We currently use the following secrets for deploying HuggingChat in addition to the `.env.template` above:
- `MONGODB_URL`
- `HF_TOKEN`
- `OPENID_CONFIG`
- `SERPER_API_KEY`
They are defined as secrets in the repository.
### Testing config changes locally
You can test the config changes locally by first creating an `.env.SECRET_CONFIG` file with the secrets defined above. Then you can run the following command to generate the `.env.local` file:
```bash
npm run updateLocalEnv
```
This will replace your `.env.local` file with the one that will be used in prod (simply taking `.env.template + .env.SECRET_CONFIG`).
### Populate database
> [!WARNING]
> The `MONGODB_URL` used for this script will be fetched from `.env.local`. Make sure it's correct! The command runs directly on the database.

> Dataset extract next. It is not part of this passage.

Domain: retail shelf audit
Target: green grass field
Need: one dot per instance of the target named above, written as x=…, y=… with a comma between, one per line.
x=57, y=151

You can populate the database using faker data using the `populate` script:
```bash
npm run populate <flags here>
```
At least one flag must be specified, the following flags are available:
- `reset` - resets the database
- `all` - populates all tables
- `users` - populates the users table
- `settings` - populates the settings table for existing users
- `assistants` - populates the assistants table for existing users
- `conversations` - populates the conversations table for existing users
For example, you could use it like so:
```bash
npm run populate reset
```
to clear out the database. Then login in the app to create your user and run the following command:
```bash
npm run populate users settings assistants conversations
```
to populate the database with fake data, including fake conversations and assistants for your user.